Braut is a historical sculpture, given to symbolist overtones. Hasselknippe’s use of the column is larger than its factual immediacies—those who don’t see the reference to the degraded state of Brutalist architecture might recognize a theme suggesting classical architecture and, by extension, cultural achievement (but this association proves absurd in light of the reference to the Moria camp). It makes sense that the formal properties of this stand of columns lend themselves to a reasoned, historical sense of their import, but it also seems possible that Hasselknippe is working abstractly, maybe necessarily so given the many hidden social and historical layers in Braut. As an essay on pure architectural form, Braut is ambitious, evoking ancient associations. The events behind Braut are obscure, and not available from the work itself, so viewers might well experience it as indicative of a broader history than is the case.

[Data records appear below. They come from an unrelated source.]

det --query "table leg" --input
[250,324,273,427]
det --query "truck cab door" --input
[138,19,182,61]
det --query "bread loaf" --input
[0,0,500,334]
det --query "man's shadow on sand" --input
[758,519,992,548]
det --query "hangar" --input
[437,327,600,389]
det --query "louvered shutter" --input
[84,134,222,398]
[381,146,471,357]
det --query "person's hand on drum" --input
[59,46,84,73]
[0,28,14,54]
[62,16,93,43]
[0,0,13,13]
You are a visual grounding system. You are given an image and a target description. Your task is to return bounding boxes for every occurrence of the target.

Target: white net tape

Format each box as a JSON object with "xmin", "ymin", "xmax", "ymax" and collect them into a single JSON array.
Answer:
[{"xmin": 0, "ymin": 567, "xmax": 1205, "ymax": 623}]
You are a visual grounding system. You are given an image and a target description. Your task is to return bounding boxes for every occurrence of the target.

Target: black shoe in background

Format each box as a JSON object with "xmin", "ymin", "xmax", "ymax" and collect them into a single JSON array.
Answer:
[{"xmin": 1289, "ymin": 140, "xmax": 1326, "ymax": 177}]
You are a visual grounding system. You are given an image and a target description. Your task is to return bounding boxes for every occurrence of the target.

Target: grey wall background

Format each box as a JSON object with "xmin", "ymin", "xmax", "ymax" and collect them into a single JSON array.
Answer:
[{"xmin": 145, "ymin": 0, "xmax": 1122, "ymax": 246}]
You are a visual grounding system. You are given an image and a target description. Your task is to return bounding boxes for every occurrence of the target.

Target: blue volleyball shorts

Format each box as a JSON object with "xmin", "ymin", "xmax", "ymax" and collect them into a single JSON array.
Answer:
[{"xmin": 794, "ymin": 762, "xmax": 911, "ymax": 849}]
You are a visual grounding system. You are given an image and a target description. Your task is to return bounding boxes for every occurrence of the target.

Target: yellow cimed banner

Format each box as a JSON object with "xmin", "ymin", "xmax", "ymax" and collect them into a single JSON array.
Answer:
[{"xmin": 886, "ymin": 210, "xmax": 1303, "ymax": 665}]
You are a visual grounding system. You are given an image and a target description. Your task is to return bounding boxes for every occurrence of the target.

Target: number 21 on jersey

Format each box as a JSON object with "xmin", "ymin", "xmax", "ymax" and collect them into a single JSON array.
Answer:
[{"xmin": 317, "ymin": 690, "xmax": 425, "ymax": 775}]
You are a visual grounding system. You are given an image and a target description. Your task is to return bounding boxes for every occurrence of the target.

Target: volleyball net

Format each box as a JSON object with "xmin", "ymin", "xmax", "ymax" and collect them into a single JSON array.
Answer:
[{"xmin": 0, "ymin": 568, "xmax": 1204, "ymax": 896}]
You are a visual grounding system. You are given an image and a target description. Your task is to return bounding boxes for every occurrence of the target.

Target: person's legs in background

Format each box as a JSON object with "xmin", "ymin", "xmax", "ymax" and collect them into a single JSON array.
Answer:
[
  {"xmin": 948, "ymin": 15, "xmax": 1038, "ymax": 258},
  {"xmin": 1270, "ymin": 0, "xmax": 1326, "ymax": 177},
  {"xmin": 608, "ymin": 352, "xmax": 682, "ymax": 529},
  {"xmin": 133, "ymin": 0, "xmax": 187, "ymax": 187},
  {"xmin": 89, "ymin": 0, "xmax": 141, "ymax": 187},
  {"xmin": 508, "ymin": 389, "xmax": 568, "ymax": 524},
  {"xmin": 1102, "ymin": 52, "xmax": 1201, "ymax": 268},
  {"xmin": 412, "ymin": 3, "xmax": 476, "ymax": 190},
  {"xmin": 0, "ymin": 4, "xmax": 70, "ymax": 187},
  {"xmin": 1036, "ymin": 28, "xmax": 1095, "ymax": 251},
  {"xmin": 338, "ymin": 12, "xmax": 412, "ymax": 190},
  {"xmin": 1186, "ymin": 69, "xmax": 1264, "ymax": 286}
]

Bykjernens Soldans (Solar Dance of City Kernel) (2019), an oval, maze-like work, consists of precisely made and arranged steel compartments. Open at the top, each of its four sections is a bit taller than the one behind (inside) it. Orange lights and a fog machine change the visual atmosphere. The form itself recalls a walled, medieval city, while the steel gives a more modern, industrial urban reading (though Hasselknippe invests the work with many allusions). Both Braut and Solar Dance of City Kernel look innovatively at the implications of a kind of sculpture whose attributes are figurative and abstract, political and conceptual. It may be that Hasselknippe instills too many private references into her pieces, but if we look at them without worrying about hidden influences or meanings, they are wonderfully suggestive and evocative, rooted in intimated, and resonant, historical suggestion.